Of course, we overlay districts and states with cities, villages, municipalities of various sizes and including county governments creating a complex of governance.
Natural resources include clean air, water, land, and materials of all kinds.
In my theory, Congressional Representatives address optimization within their boundaries, State Senators address optimization within their boundaries and both Senators and Representatives work in collaboration with Governors to address state optimization.
Here is the catch; neither natural resources nor people have anything to do with government-defined boundaries. Here is what I mean.
1. Natural resources are created by acts of nature and exist and flow wherever physical science determined.
2. People residence and movement are constrained only by their individual means and they are not confined to defined boundaries. In fact, people movement can cause the boundaries to be redefined.
A part of government strategy should be to encourage people to align with resources such that the combination is optimized.
This discussion was triggered by some recent news; parts of Texas and New Mexico share the same aquifer. New Mexico says that Texas is consuming more water than their fair share and is irresponsible. The dispute between two states over water lands in Congress and the Courts eventually to resolve water use.
Here is a question to ponder, is not water a national resource? Should not the consumption and distribution of water be governed by national policy? To what extent is clean water a national regulatory issue?
“TEXAS V. NEW MEXICO, 482 U. S. 124 (1987)
U.S. Supreme Court
Texas v. New Mexico, 482 U.S. 124 (1987)
Texas v. New Mexico
No. 65, Orig.
Argued April 29, 1987
Decided June 8, 1987
482 U.S. 124
ON EXCEPTIONS TO REPORT OF SPECIAL MASTER
The 1949 Pecos River Compact between New Mexico and Texas divides the water of the Pecos River between the States, but, because of the river's irregular flow, does not specify a particular amount of water to be delivered by New Mexico to Texas each year. Instead, Article III(a) of the Compact provides that
"New Mexico shall not deplete by man's activities the flow of the Pecos River at the New Mexico-Texas state line below an amount which will give to Texas a quantity of water equivalent to that available to Texas under the 1947 condition."

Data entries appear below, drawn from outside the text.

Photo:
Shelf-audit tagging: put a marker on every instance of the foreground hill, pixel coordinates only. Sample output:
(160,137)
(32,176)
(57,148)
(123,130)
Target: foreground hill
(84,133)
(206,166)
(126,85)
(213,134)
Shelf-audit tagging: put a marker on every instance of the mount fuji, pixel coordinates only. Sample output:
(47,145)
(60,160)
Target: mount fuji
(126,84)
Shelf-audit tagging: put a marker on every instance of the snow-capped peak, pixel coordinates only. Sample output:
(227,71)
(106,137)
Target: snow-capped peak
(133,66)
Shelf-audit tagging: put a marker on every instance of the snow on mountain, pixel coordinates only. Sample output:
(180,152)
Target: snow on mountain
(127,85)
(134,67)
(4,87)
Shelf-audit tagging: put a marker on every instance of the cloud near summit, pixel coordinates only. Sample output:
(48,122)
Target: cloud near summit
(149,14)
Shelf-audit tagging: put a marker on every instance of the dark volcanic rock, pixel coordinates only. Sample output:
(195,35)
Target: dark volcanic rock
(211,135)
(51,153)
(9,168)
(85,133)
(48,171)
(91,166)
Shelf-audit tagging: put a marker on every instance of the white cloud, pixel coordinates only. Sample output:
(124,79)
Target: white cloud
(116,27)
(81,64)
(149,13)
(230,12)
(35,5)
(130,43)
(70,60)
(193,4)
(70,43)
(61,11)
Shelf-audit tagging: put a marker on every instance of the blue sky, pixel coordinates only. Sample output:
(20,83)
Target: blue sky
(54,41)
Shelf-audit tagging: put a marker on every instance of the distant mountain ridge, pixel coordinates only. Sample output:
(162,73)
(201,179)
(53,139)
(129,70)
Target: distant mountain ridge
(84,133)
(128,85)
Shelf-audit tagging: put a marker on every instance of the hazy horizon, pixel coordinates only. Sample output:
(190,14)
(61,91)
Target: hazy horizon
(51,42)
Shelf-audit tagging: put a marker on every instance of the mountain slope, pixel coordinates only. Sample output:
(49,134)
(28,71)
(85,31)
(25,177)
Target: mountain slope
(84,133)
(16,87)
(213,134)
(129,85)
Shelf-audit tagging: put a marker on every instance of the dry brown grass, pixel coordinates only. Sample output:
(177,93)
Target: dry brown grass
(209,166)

In 1974, Texas filed this original action to resolve a dispute between the States with respect to the "1947 condition" and other matters. A Special Master was appointed, and this Court previously adopted his report specifying the methodology to be used in calculating Texas' entitlement to water. The case is now before the Court on both parties' exceptions to the Master's recent report calculating the acre-feet shortfall of water that should have been delivered to Texas for the years 1950-1983, and recommending that, in addition to performing its ongoing obligation under the Compact, New Mexico be ordered to make up the accumulated shortfall by delivering a specified amount of water each year for 10 years, with a penalty in kind, i.e., "water interest," for any bad-faith failure to deliver the additional amounts.”